[Feature Request] Diem Forensics #7133

simplespy · 2021-01-06T04:12:22Z

🚀 Feature Request

(We write this request in the form of a DIP).

Summary

This DIP describes a forensic protocol and implementation that can irrefutably detect Byzantine validators in the rare case that there is a safety violation in Diem.

LibraBFT allows the Diem Blockchain to tolerate up to one-third Byzantine validators within the validator network under the partially synchronous network setting [1]. Let $n$ be the total number of validators in the Diem blockchain. In the rare case that the number of Byzantine validators $f$ exceeds $t=\frac{n}{3}$, security and liveness could be violated. This DIP focuses on the "forensic support" for safety violations: how to identify as many of the Byzantine validators by as many honest witnesses in as distributed manner as possible. We demonstrate a concrete protocol that when $f$ exceeds $t$, at least $t+1$ of culpable validators can be identified (with cryptographic integrity) by at least $2t+1−f$ honest validators individually.

Motivation

An important property satisfied by any Byzantine fault tolerant consensus protocol is agreement, which requires honest parties to not decide on conflicting values. Depending on the network model, typical consensus protocols tolerate only a fraction of Byzantine parties. In particular, DiemBFT can tolerate $t=\frac{n}{3}$ Byzantine validators. If the number of Byzantine validators exceeds this threshold, the protocols do not provide safety (or liveness).
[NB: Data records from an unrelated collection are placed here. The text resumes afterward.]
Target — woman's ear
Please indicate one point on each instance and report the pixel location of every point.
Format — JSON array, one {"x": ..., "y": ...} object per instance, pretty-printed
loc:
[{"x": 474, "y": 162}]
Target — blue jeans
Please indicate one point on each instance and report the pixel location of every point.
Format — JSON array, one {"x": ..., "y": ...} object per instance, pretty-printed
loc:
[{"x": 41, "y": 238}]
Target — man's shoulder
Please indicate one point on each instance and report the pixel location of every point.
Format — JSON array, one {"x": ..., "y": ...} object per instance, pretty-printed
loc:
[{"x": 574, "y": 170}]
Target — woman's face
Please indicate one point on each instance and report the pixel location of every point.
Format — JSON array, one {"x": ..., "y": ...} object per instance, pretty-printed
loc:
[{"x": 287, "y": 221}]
Motivated by situations where $\ge\frac{n}{3}$ Byzantine validators have successfully mounted a safety attack, this DIP focuses on providing forensic support to identify the validators that acted maliciously. Specifically, we demonstrate that strong forensic support can be provided for DiemBFT as presently implemented (no changes necessary): there exist $2t+1-f$ honest validators who can individually identify at least $t+1$ Byzantine validators and provide irrefutable evidence to an external client.

Safety Violation on Diem

BFT assumption

The safety of Diem is based on a key assumption: if there are $f$ Byzantine validators, there exist $2f + 1$ honest validators; so $f < \frac{n}{3}$. Mathematically, the following two lemmas underpin the safety guarantee.

There can only be one certified block per round.
Two blocks committed in different rounds must belong to the same chain.

Informally, the first lemma holds because Diem ensures that an honest validator only votes once in a round. Therefore, when the adversary does not corrupt more than $t$ validators, there cannot be two conflicting quorum certificates (QCs) within a round, since two conflicting QCs indicate $t+1$ validators vote for two conflicting blocks, which means $t+1$ validators are corrupted.

For the second argument, when the adversary does not corrupt more than $t$ validators, Diem ensures safety across rounds by a simple voting rule. Whenever validators receive a block, they maintain a preferred round, defined as the highest known grandparent round (also called a lock). The rule is that validators vote for a block if its parent round is at least the preferred round [1]. If a QC commits block $B$ in round $e+2$ (the QC is called commitQC for block $B$), at least $2t+1$ validators remember $e$ as their preferred rounds. In rounds higher than $e$, there could not be a QC on blocks that are not descendants of $B$, since such a quorum certificate means $t+1$ validators (among $2t+1$ validators) who lock on $(B,e)$ vote for block $B'$ on a conflicting chain as $B$.

Safety violation

When the assumption does not hold, there are exactly two possible types of safety violations (Figure 1).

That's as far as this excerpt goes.